Browse Section 8: Working with the Client

24.3.3 Registered Education Savings Plan (RESP)

Exploring the benefits, structure, and opportunities of Registered Education Savings Plans in Canada.

Introduction to Registered Education Savings Plans (RESPs)

A Registered Education Savings Plan (RESP) is a government-registered account designed to help individuals save for a child’s post-secondary education. The plan facilitates tax-sheltered growth of investments, along with availing various government grants, making it an attractive savings vehicle for educational funding.

Education Savings Incentive

Tax-Sheltered Growth: RESPs provide the significant advantage of allowing contributions to grow tax-free. The income earned within the RESP, such as interest, dividends, and capital gains, is not subject to tax as the funds grow. Tax is only payable when funds are withdrawn for educational purposes, at which point they are typically taxed in the student’s hands, who often has little or no other income, thereby reducing the overall tax burden.

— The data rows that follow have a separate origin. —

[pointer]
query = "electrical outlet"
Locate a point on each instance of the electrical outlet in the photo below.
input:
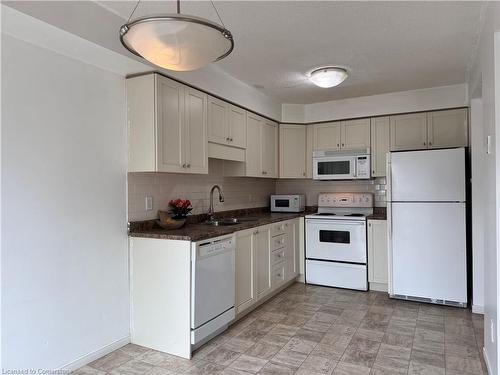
(493, 331)
(149, 203)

Contribution Limits: Although there is no annual contribution limit for RESPs, the lifetime contribution limit per beneficiary is $50,000. These contributions are not tax-deductible, but the deferred taxation of earnings remains a powerful incentive.

Government Grants

Canada Education Savings Grant (CESG):

  • Overview: The Canadian government provides the CESG to encourage education savings by offering direct monetary contributions to the RESP.
  • Basic CESG: The government contributes 20% on the first $2,500 contributed annually to an RESP, up to a maximum of $500 per year per beneficiary. The lifetime maximum CESG per beneficiary is $7,200.

Additional CESG:

  • For families with lower incomes, the government may add an extra 10% or 20% to the first $500 contributed, enhancing the grant’s impact.

Canada Learning Bond (CLB):

  • Targeting children of low-income families, the CLB provides $500 for the RESP of an eligible child, with additional annual instalments of $100, up to the age of 15, amounting to a potential total of $2,000.

These government contributions significantly boost the savings potential of the RESP, beyond what individual contributions alone could achieve.

Setting up an RESP

Who Can Contribute?

RESPs can be established for a child by parents, grandparents, other relatives, or friends. The subscriber is the person who opens the RESP, and the beneficiary is the future student whose education will be funded.

Types of RESPs:

  1. Individual Plans: Suitable for one beneficiary, generally flexible without age restrictions on the beneficiary.
  2. Family Plans: Allow multiple beneficiaries who must be related to the subscriber by blood or adoption. Ideal for families planning to share the accumulated savings among siblings.
  3. Group Plans: Offered by scholarship plan dealers, group plans pool contributions with others and provide a specified amount in educational assistance payments if specific terms and requirements are met.

Withdrawal and Taxation

Educational Assistance Payments (EAPs):

When a beneficiary enrolls in a qualified educational program, withdrawals from the RESP can commence. These withdrawals, which include the CESG and investment income, are known as Educational Assistance Payments (EAPs). EAPs are taxable in the hands of the student, typically resulting in minimal tax due because of the student’s lower income level.

Refund of Contributions:

Contributors can withdraw their initial contributions tax-free at any time since these contributions were made with after-tax dollars.

Early Withdrawals and Consequences:

Early, non-qualified withdrawals can result in the return of grants to the government and taxation to the contributor as excess contributions.

Diagram: Structure of an RESP

    graph LR
	A[Subscriber] -->|Contributes| B((RESP))
	B --> C[Investment Income]
	B --> D[Government Grants]
	E[Beneficiary] <--|Receives Payments| C
	E <--|Receives Payments| D

Additional Resources

Conclusion

The RESP is an effective tool for saving for a child’s future educational needs, benefiting from government incentives like the CESG, as well as growth through tax-sheltering within the plan. Understanding its features and applying it strategically can significantly ease the financial burden of post-secondary education, making higher education more attainable without substantial debt burdens. Through careful planning and utilization of available contributions, reserves, and government programs, urban and suburban families alike can ensure educational security for their next generation.

Glossary

  • Beneficiary: The future student who will benefit from the RESP.
  • Subscriber: The individual who opens and contributes to the RESP.
  • Educational Assistance Payments (EAPs): Payments made from the investment income and grants within a RESP to fund the beneficiary’s education.
  • Canada Education Savings Grant (CESG): A government grant to boost RESP savings up to a lifetime maximum of $7,200 per beneficiary.

This structured insight into RESPs should assist you in a deeper understanding of how they work for your Canadian Securities Course examination and professional application.